The blonde laughed. "Oh, funny. One: If you're not a Halliwell, what are you doing standing at the stove mixing a potion to kill me?" she asked, tilting her head and puckering her lips slightly. "That's not very friendly, is it? It's also not very sensible to deny you're a filthy witch when, with my own eyes, I saw what you were doing. And Two: Even if that is a panic button, bring the men on. I like armed men." She crinkled her nose. "They think they're invincible." She crossed the rest of the space between them and Parker shifted his thumb so that it hovered above the red button. "It makes it that much better when I tear them apart with my bare hands, just to hear them scream," she whispered sensually in his ear, backing off slightly and smiling at him. "I've had enough of this now. I'm sick of all of this playing around. All we want is for you to yell nice and loud for your brother, and then die quickly. Think you can manage that?"
"'We'?" Parker echoed confusedly, searching her face.
"Yes. We," two voices informed him in unison. The other two demons appeared on either side of him.
"Let's play," the brunette said coyly, alluringly withdrawing the largest knife from a knife block in a box at her feet. She smiled and gently dragged the point across Parker's throat. "But we'll use my toys, not yours. Drop it," she ended on a snarl.
Parker let the panic button fall to his chest, and then closed his eyes and gave a sharp intake of breath as she made a violent slashing motion to the side. He opened his eyes as a small, plastic clatter sounded and looked down to find that she'd merely sliced the panic button from his neck and not through his jugular as he had expected.

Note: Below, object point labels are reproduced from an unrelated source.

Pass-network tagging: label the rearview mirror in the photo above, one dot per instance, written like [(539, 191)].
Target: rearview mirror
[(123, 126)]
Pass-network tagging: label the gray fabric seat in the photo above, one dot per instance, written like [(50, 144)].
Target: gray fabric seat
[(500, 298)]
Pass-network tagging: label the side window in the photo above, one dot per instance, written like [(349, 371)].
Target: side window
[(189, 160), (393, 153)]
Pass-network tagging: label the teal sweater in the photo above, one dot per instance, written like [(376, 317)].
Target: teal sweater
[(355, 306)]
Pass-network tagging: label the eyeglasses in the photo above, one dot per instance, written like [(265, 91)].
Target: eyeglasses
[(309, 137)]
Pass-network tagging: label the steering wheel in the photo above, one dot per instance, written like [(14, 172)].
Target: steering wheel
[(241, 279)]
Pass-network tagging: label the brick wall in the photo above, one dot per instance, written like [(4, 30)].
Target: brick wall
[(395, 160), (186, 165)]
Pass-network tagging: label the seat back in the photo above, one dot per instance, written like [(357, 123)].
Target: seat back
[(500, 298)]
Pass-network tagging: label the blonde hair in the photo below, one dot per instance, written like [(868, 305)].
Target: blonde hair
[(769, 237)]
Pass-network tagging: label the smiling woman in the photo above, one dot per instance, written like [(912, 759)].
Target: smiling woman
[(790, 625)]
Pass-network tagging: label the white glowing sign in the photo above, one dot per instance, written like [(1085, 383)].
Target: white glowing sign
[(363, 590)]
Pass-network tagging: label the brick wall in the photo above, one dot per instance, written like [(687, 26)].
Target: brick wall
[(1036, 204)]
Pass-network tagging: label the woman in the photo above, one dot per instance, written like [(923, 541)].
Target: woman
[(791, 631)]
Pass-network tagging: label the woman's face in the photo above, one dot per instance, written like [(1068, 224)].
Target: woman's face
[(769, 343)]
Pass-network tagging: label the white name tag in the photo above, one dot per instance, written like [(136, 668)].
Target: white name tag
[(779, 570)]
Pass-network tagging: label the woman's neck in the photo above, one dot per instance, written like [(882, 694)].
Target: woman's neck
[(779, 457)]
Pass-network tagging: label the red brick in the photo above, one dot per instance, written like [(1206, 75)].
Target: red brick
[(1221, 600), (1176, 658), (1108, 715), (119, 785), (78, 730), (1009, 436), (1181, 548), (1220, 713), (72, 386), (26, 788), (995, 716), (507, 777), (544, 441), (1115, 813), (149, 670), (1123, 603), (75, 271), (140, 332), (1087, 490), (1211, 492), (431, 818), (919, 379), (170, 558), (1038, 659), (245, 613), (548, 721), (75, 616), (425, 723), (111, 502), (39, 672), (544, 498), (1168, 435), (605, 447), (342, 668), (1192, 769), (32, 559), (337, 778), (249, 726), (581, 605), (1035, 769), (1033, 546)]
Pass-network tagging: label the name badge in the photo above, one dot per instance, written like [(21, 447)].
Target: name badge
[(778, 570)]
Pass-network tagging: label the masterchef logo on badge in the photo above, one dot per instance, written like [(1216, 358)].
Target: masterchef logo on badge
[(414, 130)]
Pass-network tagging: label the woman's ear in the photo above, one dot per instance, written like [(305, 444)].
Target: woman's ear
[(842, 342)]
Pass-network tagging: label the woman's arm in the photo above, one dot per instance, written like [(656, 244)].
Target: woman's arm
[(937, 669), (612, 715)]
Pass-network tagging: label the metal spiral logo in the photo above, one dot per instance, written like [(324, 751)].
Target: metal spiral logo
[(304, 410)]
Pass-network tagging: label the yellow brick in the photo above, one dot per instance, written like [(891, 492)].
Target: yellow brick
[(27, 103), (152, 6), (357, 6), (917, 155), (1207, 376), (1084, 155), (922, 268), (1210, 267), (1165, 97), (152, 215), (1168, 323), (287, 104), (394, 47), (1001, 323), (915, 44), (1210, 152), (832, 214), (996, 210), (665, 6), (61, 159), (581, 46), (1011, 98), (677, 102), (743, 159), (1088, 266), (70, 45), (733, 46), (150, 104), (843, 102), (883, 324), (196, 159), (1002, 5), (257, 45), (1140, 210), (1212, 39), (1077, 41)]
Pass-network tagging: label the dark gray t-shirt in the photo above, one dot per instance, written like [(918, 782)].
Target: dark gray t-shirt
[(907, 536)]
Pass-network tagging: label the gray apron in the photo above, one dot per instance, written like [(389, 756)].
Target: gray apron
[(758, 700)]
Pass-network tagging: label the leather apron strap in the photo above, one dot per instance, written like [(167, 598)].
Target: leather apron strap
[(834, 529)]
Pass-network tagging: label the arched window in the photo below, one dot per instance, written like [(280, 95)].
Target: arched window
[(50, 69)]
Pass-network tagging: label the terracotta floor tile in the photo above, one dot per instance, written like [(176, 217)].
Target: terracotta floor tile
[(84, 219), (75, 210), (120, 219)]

"We'll use my toys, though," the brunette continued, smashing the button with her heel. "Not yours. Does that work for you?"
"Who are you?" Parker asked, his dry mouth barely able to force words out.
The raven-haired demon smiled, speaking for the first time. She tilted her head. "Probably the last pretty face you'll ever see," she said sweetly, smiling serenely as she backhanded Parker to the floor. "So make the most of it," she commanded severely, the change in the tone of her voice making her sound extra menacing. She and her sisters crossed the room, leaving Parker to gingerly nurse a bloody cheek and nose on the cold kitchen tiles with the back of his hand, watching their retreating backs with wide, fearful eyes.